Cela me fait tout drôle de savoir que ma fille aînée va quitter la maison. Honnêtement, je pensais que Ryan serait le premier à partir d’ici… Oh non. Il est déjà prévu qu’il s’en aille. D’ici peu, la maison va se vider et mes bébés vont s’envoler du nid. J’ai du mal à réaliser qu’ils sont adultes maintenant mais, comme me dit Nick, c’est dans l’ordre des choses…

Et cela ne manque pas. Quelques jours plus tard, c’est Ryan qui souhaite nous parler. Nous savons qu’il a un travail mais ça y est, il va vraiment quitter la maison. Il va s’installer avec sa petite amie, Juliette, dans une maison à Brindleton Bay. Je suis heureuse pour lui, mais cela me fait quelque chose de le voir partir, d’autant plus pour vivre avec sa petite amie.
Le temps passe si vite.. A ce rythme, je vais me retrouver grand-mère avant d’avoir le temps de dire ouf.

Faites qu’ils prennent leur temps.

-C’est une super nouvelle ça ! Est ravi Nick alors que Ryan vient de lui annoncer la bonne nouvelle. Je suis content pour toi. Ca va faire drôle à la maison, avec toi et ta sœur qui quittent la maison.
-Je dois t’avouer que cela me rassure que Roxane quitte aussi la maison et qu’elle ait un travail passionnant pour elle. J’avais peur qu’elle déprime, vu qu’on a toujours été proche…
-Ne t’en fais pas pour ta sœur, elle a plus de ressources qu’elle en a l’air !
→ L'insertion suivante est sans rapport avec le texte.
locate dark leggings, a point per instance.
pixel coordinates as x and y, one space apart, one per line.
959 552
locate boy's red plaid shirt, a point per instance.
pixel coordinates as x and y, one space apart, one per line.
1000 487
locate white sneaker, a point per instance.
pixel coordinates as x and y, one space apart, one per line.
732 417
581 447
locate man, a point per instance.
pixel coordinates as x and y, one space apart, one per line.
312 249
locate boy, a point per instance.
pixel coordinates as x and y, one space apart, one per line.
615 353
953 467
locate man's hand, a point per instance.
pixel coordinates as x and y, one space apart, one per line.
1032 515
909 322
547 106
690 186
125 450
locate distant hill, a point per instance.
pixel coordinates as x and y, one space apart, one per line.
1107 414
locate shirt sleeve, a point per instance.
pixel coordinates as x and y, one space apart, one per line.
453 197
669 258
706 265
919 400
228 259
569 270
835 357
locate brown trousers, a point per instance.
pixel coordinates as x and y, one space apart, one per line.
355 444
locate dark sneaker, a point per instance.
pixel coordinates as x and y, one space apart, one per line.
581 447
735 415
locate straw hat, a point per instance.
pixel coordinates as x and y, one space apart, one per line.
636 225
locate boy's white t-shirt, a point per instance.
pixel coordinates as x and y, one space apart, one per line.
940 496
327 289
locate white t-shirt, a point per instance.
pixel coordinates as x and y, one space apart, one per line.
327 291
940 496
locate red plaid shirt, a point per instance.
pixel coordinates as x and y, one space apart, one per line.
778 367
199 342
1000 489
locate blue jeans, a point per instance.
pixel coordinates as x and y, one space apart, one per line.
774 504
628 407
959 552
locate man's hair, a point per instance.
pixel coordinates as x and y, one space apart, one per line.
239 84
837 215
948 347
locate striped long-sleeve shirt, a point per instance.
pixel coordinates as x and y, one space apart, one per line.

Les jours suivants, nous sommes bien occupés. Nous préparons les déménagements des jumeaux et nous les aidons à s’installer. Roxane a râlé, car elle voulait se débrouiller toute seule comme une grande, mais il m’est impossible de ne pas aider ma fille.
Et voilà, les enfants sont partis. La maison est toute calme maintenant que nous ne sommes plus que trois et sans les disputes entre Roxane et Rosae. J’ai eu du mal à trouver le sommeil, mais il faut que je prenne l’habitude. Les enfants quittent la maison pour vivre leur vie c’est normal. Cela ne veut pas dire que j’ai perdu mes bébés à tout jamais.
Et puis une lumière familière fait son apparition dans le jardin. Cette fois-ci, j’oblige Nick à rester tranquille et je vais aller voir par moi-même.
Sans surprise, les aliens viennent nous rendre une petite visite et ils ne tardent pas à m’inviter dans leur vaisseau. Je me sens nerveuse jusqu’à ce que l’un d’eux viennent me parler. Ils veulent savoir où est enterrée Charlotte. Et là, j’ai compris.
Cette fois-ci, ils ne viennent pas pour moi ni pour mon travail. Mais pour Charlotte. Car pour être honnête, Charlotte n’était pas originaire de notre planète mais de Sixam. Elle me l’a avoué il y a quelques années. Elle était tombée amoureuse de notre monde dans sa jeunesse et a voulu s’installer ici. Maintenant qu’elle est morte, sa famille sur Sixam veut récupérer sa tombe, pour qu’elle repose là-bas.
Je ne peux pas leur en vouloir…

Rosae

Roxane et Ryan ont déménagé de la maison. Ils sont tous les deux partis, et ils ne vivent même plus à Willow Creek.
Je mentirais si je disais que je m’en fiche et que cela me fait ni chaud ni froid. En vrai, cela me fait bizarre. Je ne suis plus réveillée par le violon de Roxane, je n’entends plus Ryan jouer au basket … Et surtout, j’ai enfin la paix. Je ne supporte plus l’ignorance de mon frère, ni les piques acerbes de ma sœur. D’un côté cela me fait des vacances. De l’autre, ils me manquent, un peu.
Mais plutôt mourir que de l’avouer.

Et puis, ce n’est pas compliqué de penser à autre chose. Les correspondants suédois de ma classe sont arrivés et j’ai enfin pu faire la connaissance de Sven. Ils vont rester un moment ici, avant de repartir pour la Suède. Mais pour le moment, je n’ai pas envie d’y penser.
Cela est un véritable plaisir de le rencontrer en vrai. Enfin je peux le voir et lui parler, et ne plus attendre qu’il répond à mon dernier mail. Nous nous voyons principalement au lycée, mais je lui propose de temps en temps de lui faire visiter le coin.
Cette après-midi, je lui ai proposé d’aller au parc de Willow Creek, et il a accepté. C’est rafraîchissant de le voir, cela me change de mes fréquentations habituelles.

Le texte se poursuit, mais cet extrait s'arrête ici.